When a Stuck Stool Becomes Dangerous
Most episodes resolve with the steps above, but true fecal impaction that goes untreated can cause serious complications. A hardened mass pressing against the intestinal wall compresses blood vessels and can cause inflammation called stercoral colitis. If the pressure is intense or prolonged enough, it can cut off blood supply to that section of the colon, causing tissue death. Hardened stool can also create pressure sores (ulcers) inside the intestine that bleed or, in extreme cases, wear a hole through the intestinal wall. This is rare and typically happens in people who have been severely impacted for days or weeks, not from a single difficult bowel movement.

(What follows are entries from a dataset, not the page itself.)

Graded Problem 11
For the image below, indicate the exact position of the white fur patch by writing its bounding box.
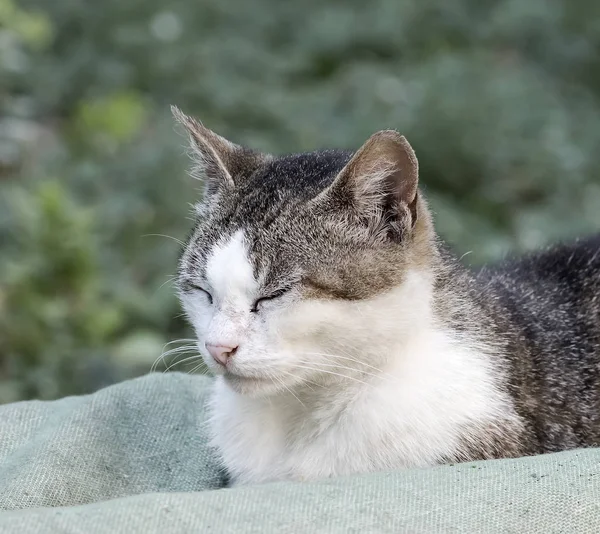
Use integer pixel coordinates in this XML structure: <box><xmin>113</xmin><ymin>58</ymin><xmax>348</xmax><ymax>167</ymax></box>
<box><xmin>206</xmin><ymin>230</ymin><xmax>257</xmax><ymax>306</ymax></box>
<box><xmin>182</xmin><ymin>231</ymin><xmax>258</xmax><ymax>364</ymax></box>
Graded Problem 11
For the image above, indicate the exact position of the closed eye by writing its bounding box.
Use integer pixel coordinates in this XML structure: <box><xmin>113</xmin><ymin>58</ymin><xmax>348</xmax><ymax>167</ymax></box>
<box><xmin>188</xmin><ymin>284</ymin><xmax>212</xmax><ymax>304</ymax></box>
<box><xmin>250</xmin><ymin>287</ymin><xmax>290</xmax><ymax>313</ymax></box>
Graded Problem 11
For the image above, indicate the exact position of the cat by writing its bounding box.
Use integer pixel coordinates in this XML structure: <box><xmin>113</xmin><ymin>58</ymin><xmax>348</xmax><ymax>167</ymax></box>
<box><xmin>173</xmin><ymin>108</ymin><xmax>600</xmax><ymax>485</ymax></box>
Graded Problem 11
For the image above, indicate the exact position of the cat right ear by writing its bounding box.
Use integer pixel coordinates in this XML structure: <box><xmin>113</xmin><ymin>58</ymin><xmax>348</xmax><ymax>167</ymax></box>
<box><xmin>171</xmin><ymin>106</ymin><xmax>269</xmax><ymax>196</ymax></box>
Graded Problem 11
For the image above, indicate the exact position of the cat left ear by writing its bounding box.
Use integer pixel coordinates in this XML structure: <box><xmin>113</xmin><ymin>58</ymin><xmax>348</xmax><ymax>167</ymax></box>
<box><xmin>326</xmin><ymin>130</ymin><xmax>419</xmax><ymax>238</ymax></box>
<box><xmin>171</xmin><ymin>106</ymin><xmax>269</xmax><ymax>196</ymax></box>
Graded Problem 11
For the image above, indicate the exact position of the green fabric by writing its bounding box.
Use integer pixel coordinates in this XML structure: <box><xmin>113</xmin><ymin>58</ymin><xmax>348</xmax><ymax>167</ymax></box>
<box><xmin>0</xmin><ymin>374</ymin><xmax>600</xmax><ymax>534</ymax></box>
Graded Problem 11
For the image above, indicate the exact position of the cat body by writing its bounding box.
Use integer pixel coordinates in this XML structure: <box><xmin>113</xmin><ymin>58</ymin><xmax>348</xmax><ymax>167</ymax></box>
<box><xmin>175</xmin><ymin>110</ymin><xmax>600</xmax><ymax>484</ymax></box>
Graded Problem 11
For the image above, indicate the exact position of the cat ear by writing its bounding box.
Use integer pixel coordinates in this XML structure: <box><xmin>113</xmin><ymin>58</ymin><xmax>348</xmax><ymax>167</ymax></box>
<box><xmin>171</xmin><ymin>106</ymin><xmax>270</xmax><ymax>196</ymax></box>
<box><xmin>326</xmin><ymin>130</ymin><xmax>419</xmax><ymax>237</ymax></box>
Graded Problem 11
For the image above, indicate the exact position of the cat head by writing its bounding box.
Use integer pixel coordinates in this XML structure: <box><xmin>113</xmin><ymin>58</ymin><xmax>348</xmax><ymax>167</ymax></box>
<box><xmin>174</xmin><ymin>108</ymin><xmax>435</xmax><ymax>395</ymax></box>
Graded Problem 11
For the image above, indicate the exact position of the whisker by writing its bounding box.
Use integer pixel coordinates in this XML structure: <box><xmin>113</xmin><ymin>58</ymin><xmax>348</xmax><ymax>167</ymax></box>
<box><xmin>188</xmin><ymin>362</ymin><xmax>204</xmax><ymax>375</ymax></box>
<box><xmin>296</xmin><ymin>365</ymin><xmax>371</xmax><ymax>386</ymax></box>
<box><xmin>142</xmin><ymin>234</ymin><xmax>185</xmax><ymax>247</ymax></box>
<box><xmin>270</xmin><ymin>375</ymin><xmax>306</xmax><ymax>408</ymax></box>
<box><xmin>150</xmin><ymin>338</ymin><xmax>197</xmax><ymax>373</ymax></box>
<box><xmin>301</xmin><ymin>360</ymin><xmax>391</xmax><ymax>386</ymax></box>
<box><xmin>163</xmin><ymin>354</ymin><xmax>202</xmax><ymax>373</ymax></box>
<box><xmin>300</xmin><ymin>352</ymin><xmax>384</xmax><ymax>373</ymax></box>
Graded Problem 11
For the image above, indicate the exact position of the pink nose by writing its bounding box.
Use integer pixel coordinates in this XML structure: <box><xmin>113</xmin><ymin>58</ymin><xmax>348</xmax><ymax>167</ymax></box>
<box><xmin>204</xmin><ymin>343</ymin><xmax>237</xmax><ymax>365</ymax></box>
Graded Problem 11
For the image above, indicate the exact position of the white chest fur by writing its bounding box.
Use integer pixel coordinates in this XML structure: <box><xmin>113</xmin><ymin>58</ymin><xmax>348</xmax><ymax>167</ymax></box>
<box><xmin>206</xmin><ymin>331</ymin><xmax>515</xmax><ymax>484</ymax></box>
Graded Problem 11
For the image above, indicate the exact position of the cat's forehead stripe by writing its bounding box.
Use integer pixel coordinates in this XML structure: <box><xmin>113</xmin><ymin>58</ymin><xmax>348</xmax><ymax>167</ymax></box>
<box><xmin>206</xmin><ymin>230</ymin><xmax>258</xmax><ymax>299</ymax></box>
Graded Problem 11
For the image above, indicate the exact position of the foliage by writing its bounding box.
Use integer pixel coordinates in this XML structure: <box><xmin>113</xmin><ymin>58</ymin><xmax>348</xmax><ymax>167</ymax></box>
<box><xmin>0</xmin><ymin>0</ymin><xmax>600</xmax><ymax>402</ymax></box>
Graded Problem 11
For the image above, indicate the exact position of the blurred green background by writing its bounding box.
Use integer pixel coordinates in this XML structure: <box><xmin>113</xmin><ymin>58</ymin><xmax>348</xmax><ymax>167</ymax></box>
<box><xmin>0</xmin><ymin>0</ymin><xmax>600</xmax><ymax>403</ymax></box>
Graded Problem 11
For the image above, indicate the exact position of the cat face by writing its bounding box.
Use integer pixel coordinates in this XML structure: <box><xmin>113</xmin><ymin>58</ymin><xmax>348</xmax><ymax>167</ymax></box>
<box><xmin>175</xmin><ymin>110</ymin><xmax>431</xmax><ymax>395</ymax></box>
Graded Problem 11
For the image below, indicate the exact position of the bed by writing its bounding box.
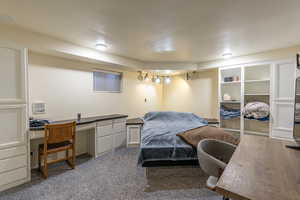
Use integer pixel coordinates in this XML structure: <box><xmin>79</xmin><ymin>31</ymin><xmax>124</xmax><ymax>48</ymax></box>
<box><xmin>138</xmin><ymin>112</ymin><xmax>208</xmax><ymax>167</ymax></box>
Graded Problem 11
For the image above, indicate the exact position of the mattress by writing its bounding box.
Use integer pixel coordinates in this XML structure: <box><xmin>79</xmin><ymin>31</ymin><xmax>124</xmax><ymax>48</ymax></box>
<box><xmin>138</xmin><ymin>112</ymin><xmax>207</xmax><ymax>166</ymax></box>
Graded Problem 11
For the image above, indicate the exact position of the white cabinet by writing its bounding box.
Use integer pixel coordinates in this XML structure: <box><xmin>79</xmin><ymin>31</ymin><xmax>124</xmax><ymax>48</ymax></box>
<box><xmin>272</xmin><ymin>61</ymin><xmax>296</xmax><ymax>139</ymax></box>
<box><xmin>219</xmin><ymin>60</ymin><xmax>296</xmax><ymax>139</ymax></box>
<box><xmin>96</xmin><ymin>118</ymin><xmax>126</xmax><ymax>157</ymax></box>
<box><xmin>0</xmin><ymin>44</ymin><xmax>30</xmax><ymax>191</ymax></box>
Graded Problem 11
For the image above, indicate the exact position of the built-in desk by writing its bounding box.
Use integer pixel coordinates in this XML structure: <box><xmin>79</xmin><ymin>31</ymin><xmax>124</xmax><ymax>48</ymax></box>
<box><xmin>216</xmin><ymin>135</ymin><xmax>300</xmax><ymax>200</ymax></box>
<box><xmin>29</xmin><ymin>114</ymin><xmax>128</xmax><ymax>168</ymax></box>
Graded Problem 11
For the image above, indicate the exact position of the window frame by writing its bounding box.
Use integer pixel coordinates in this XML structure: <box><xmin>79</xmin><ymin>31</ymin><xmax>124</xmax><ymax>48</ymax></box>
<box><xmin>92</xmin><ymin>69</ymin><xmax>123</xmax><ymax>93</ymax></box>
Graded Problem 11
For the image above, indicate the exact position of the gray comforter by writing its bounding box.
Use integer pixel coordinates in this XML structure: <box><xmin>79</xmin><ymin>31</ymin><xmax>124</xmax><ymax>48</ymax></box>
<box><xmin>139</xmin><ymin>112</ymin><xmax>207</xmax><ymax>164</ymax></box>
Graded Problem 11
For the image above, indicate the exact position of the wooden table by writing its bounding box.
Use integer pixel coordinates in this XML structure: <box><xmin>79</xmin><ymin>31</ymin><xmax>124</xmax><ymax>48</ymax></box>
<box><xmin>216</xmin><ymin>135</ymin><xmax>300</xmax><ymax>200</ymax></box>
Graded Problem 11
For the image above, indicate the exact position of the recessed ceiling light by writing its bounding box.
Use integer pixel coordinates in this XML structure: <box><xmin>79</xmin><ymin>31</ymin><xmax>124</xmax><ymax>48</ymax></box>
<box><xmin>222</xmin><ymin>53</ymin><xmax>232</xmax><ymax>59</ymax></box>
<box><xmin>165</xmin><ymin>76</ymin><xmax>171</xmax><ymax>84</ymax></box>
<box><xmin>96</xmin><ymin>43</ymin><xmax>108</xmax><ymax>50</ymax></box>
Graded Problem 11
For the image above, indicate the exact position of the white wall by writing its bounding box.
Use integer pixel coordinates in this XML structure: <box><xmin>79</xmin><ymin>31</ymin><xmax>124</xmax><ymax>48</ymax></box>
<box><xmin>29</xmin><ymin>53</ymin><xmax>162</xmax><ymax>120</ymax></box>
<box><xmin>163</xmin><ymin>69</ymin><xmax>218</xmax><ymax>118</ymax></box>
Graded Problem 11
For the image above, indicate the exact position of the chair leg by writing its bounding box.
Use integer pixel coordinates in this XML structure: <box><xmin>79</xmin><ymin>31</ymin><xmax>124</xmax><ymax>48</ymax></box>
<box><xmin>38</xmin><ymin>151</ymin><xmax>41</xmax><ymax>171</ymax></box>
<box><xmin>72</xmin><ymin>144</ymin><xmax>76</xmax><ymax>169</ymax></box>
<box><xmin>43</xmin><ymin>154</ymin><xmax>48</xmax><ymax>179</ymax></box>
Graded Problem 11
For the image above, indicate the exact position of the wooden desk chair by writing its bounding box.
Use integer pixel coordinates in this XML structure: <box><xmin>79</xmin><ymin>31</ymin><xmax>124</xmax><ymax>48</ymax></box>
<box><xmin>38</xmin><ymin>122</ymin><xmax>76</xmax><ymax>178</ymax></box>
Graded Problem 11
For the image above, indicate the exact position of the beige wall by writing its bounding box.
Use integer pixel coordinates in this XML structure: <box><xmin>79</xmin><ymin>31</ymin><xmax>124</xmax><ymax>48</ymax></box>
<box><xmin>163</xmin><ymin>69</ymin><xmax>218</xmax><ymax>118</ymax></box>
<box><xmin>28</xmin><ymin>53</ymin><xmax>163</xmax><ymax>120</ymax></box>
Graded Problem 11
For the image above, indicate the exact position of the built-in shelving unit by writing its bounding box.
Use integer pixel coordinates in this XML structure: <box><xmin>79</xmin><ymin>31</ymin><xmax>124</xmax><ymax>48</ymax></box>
<box><xmin>219</xmin><ymin>64</ymin><xmax>271</xmax><ymax>136</ymax></box>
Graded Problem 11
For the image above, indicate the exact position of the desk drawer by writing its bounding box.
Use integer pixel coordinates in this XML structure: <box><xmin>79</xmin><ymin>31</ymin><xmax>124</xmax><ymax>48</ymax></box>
<box><xmin>114</xmin><ymin>132</ymin><xmax>126</xmax><ymax>148</ymax></box>
<box><xmin>97</xmin><ymin>135</ymin><xmax>113</xmax><ymax>154</ymax></box>
<box><xmin>97</xmin><ymin>120</ymin><xmax>113</xmax><ymax>126</ymax></box>
<box><xmin>113</xmin><ymin>123</ymin><xmax>126</xmax><ymax>133</ymax></box>
<box><xmin>114</xmin><ymin>118</ymin><xmax>126</xmax><ymax>123</ymax></box>
<box><xmin>97</xmin><ymin>125</ymin><xmax>113</xmax><ymax>137</ymax></box>
<box><xmin>0</xmin><ymin>155</ymin><xmax>27</xmax><ymax>173</ymax></box>
<box><xmin>0</xmin><ymin>146</ymin><xmax>27</xmax><ymax>160</ymax></box>
<box><xmin>0</xmin><ymin>167</ymin><xmax>27</xmax><ymax>186</ymax></box>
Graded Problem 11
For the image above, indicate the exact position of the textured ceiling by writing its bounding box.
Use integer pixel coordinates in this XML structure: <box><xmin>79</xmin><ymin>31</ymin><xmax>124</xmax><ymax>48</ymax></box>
<box><xmin>0</xmin><ymin>0</ymin><xmax>300</xmax><ymax>62</ymax></box>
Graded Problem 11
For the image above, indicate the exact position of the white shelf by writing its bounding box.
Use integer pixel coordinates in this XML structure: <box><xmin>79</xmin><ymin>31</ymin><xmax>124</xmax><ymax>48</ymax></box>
<box><xmin>221</xmin><ymin>81</ymin><xmax>241</xmax><ymax>85</ymax></box>
<box><xmin>221</xmin><ymin>127</ymin><xmax>241</xmax><ymax>132</ymax></box>
<box><xmin>245</xmin><ymin>79</ymin><xmax>270</xmax><ymax>83</ymax></box>
<box><xmin>245</xmin><ymin>93</ymin><xmax>270</xmax><ymax>96</ymax></box>
<box><xmin>244</xmin><ymin>130</ymin><xmax>269</xmax><ymax>136</ymax></box>
<box><xmin>220</xmin><ymin>101</ymin><xmax>241</xmax><ymax>104</ymax></box>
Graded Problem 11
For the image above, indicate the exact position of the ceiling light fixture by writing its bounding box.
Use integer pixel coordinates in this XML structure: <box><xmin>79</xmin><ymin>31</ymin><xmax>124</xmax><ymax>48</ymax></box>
<box><xmin>164</xmin><ymin>76</ymin><xmax>171</xmax><ymax>84</ymax></box>
<box><xmin>137</xmin><ymin>71</ymin><xmax>144</xmax><ymax>81</ymax></box>
<box><xmin>222</xmin><ymin>52</ymin><xmax>232</xmax><ymax>59</ymax></box>
<box><xmin>155</xmin><ymin>76</ymin><xmax>161</xmax><ymax>84</ymax></box>
<box><xmin>96</xmin><ymin>43</ymin><xmax>108</xmax><ymax>51</ymax></box>
<box><xmin>144</xmin><ymin>73</ymin><xmax>150</xmax><ymax>81</ymax></box>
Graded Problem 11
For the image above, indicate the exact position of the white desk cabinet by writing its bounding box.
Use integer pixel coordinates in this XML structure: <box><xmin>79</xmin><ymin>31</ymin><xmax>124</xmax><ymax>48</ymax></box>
<box><xmin>0</xmin><ymin>43</ymin><xmax>30</xmax><ymax>191</ymax></box>
<box><xmin>96</xmin><ymin>118</ymin><xmax>126</xmax><ymax>157</ymax></box>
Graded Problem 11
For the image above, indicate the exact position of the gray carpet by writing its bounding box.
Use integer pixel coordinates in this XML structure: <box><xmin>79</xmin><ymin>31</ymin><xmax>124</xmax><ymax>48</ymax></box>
<box><xmin>0</xmin><ymin>148</ymin><xmax>222</xmax><ymax>200</ymax></box>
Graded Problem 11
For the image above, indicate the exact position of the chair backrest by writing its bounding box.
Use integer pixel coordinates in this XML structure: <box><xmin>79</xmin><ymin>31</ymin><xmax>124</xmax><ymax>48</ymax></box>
<box><xmin>45</xmin><ymin>121</ymin><xmax>76</xmax><ymax>144</ymax></box>
<box><xmin>197</xmin><ymin>139</ymin><xmax>235</xmax><ymax>178</ymax></box>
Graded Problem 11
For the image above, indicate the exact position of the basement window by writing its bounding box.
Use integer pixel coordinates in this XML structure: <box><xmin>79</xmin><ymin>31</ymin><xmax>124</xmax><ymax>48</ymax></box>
<box><xmin>93</xmin><ymin>71</ymin><xmax>122</xmax><ymax>92</ymax></box>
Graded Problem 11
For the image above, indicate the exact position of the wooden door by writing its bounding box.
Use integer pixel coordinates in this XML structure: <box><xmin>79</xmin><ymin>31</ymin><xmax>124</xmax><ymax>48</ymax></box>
<box><xmin>0</xmin><ymin>43</ymin><xmax>30</xmax><ymax>191</ymax></box>
<box><xmin>271</xmin><ymin>60</ymin><xmax>296</xmax><ymax>139</ymax></box>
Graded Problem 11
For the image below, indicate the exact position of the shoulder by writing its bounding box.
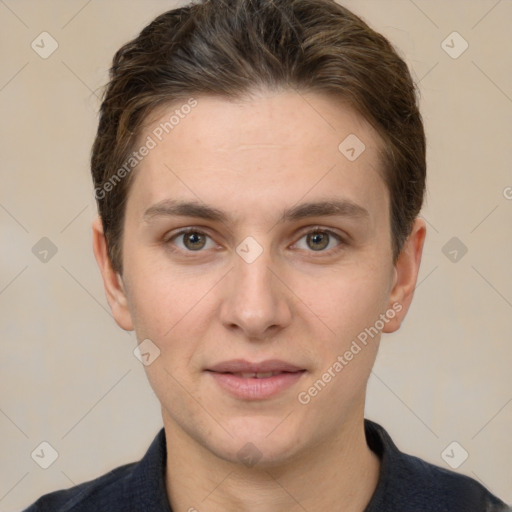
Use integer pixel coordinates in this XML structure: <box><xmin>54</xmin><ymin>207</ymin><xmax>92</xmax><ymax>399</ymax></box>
<box><xmin>24</xmin><ymin>428</ymin><xmax>171</xmax><ymax>512</ymax></box>
<box><xmin>24</xmin><ymin>463</ymin><xmax>136</xmax><ymax>512</ymax></box>
<box><xmin>365</xmin><ymin>420</ymin><xmax>512</xmax><ymax>512</ymax></box>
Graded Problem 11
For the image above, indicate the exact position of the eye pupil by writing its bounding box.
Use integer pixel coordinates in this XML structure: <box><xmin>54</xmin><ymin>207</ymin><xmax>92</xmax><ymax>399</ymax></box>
<box><xmin>308</xmin><ymin>232</ymin><xmax>329</xmax><ymax>251</ymax></box>
<box><xmin>185</xmin><ymin>232</ymin><xmax>205</xmax><ymax>249</ymax></box>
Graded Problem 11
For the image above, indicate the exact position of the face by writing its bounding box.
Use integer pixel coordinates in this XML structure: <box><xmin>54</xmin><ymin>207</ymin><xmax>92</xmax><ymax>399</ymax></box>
<box><xmin>95</xmin><ymin>92</ymin><xmax>422</xmax><ymax>464</ymax></box>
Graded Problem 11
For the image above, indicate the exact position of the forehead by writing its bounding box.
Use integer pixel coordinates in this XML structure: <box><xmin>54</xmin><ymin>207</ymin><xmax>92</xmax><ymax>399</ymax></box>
<box><xmin>126</xmin><ymin>91</ymin><xmax>385</xmax><ymax>218</ymax></box>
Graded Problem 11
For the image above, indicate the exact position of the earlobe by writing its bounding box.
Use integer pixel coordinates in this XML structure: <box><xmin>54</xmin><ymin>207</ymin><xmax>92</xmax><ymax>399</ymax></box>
<box><xmin>383</xmin><ymin>217</ymin><xmax>427</xmax><ymax>333</ymax></box>
<box><xmin>92</xmin><ymin>217</ymin><xmax>133</xmax><ymax>331</ymax></box>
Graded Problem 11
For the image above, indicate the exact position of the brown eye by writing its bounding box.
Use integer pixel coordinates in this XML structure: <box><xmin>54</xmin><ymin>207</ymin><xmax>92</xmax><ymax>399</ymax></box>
<box><xmin>294</xmin><ymin>228</ymin><xmax>346</xmax><ymax>256</ymax></box>
<box><xmin>306</xmin><ymin>231</ymin><xmax>330</xmax><ymax>251</ymax></box>
<box><xmin>182</xmin><ymin>231</ymin><xmax>206</xmax><ymax>251</ymax></box>
<box><xmin>165</xmin><ymin>228</ymin><xmax>215</xmax><ymax>253</ymax></box>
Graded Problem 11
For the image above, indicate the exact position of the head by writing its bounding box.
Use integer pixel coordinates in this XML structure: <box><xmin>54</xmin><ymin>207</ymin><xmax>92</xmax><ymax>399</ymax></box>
<box><xmin>91</xmin><ymin>0</ymin><xmax>425</xmax><ymax>463</ymax></box>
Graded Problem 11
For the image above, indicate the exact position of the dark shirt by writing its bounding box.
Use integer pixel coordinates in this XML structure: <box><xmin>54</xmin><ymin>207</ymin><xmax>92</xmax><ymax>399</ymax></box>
<box><xmin>24</xmin><ymin>420</ymin><xmax>512</xmax><ymax>512</ymax></box>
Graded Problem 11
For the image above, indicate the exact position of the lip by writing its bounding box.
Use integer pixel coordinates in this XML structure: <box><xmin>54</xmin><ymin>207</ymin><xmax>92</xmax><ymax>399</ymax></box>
<box><xmin>206</xmin><ymin>359</ymin><xmax>306</xmax><ymax>400</ymax></box>
<box><xmin>208</xmin><ymin>359</ymin><xmax>304</xmax><ymax>373</ymax></box>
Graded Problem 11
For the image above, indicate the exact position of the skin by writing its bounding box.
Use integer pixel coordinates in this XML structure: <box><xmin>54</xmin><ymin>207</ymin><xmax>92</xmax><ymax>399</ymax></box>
<box><xmin>93</xmin><ymin>91</ymin><xmax>426</xmax><ymax>512</ymax></box>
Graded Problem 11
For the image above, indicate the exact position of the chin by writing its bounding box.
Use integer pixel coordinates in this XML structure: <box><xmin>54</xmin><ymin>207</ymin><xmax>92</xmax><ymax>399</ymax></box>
<box><xmin>209</xmin><ymin>415</ymin><xmax>306</xmax><ymax>468</ymax></box>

Signs that you need medical attention sooner rather than later include severe abdominal pain, vomiting, a swollen or rigid abdomen, fever, or not being able to pass any stool or gas for several days.
Preventing It From Happening Again
Once you’ve cleared this episode, the goal is keeping stool soft and transit time normal so it doesn’t recur. Fiber is the single biggest lever. Most adults get about 15 grams a day, roughly half the recommended 25 to 30 grams. Adding fiber gradually (too fast causes gas and bloating) through vegetables, fruits, beans, and whole grains bulks up stool and holds water in it, keeping it soft. A fiber supplement like psyllium husk works well if dietary changes are hard to maintain.
Water intake matters more when you’re eating fiber. Fiber absorbs water, so if you increase fiber without increasing fluids, you can actually make things worse. Aim for enough water that your urine stays pale yellow throughout the day.
Regular physical activity stimulates peristalsis. Even a daily 20-minute walk makes a measurable difference in transit time. And don’t ignore the urge to go. When you feel it and delay, the stool sits in the rectum longer, and the colon extracts more water from it. Over time, repeatedly ignoring the signal can weaken the reflex itself.
If you’re dealing with this repeatedly, meaning fewer than three bowel movements per week for three months or more, that meets the clinical threshold for chronic constipation. At that point, it’s worth investigating whether a medication you take is contributing, whether your pelvic floor muscles are coordinating properly (pelvic floor dysfunction is a surprisingly common and treatable cause), or whether your colon’s nerve function needs evaluation.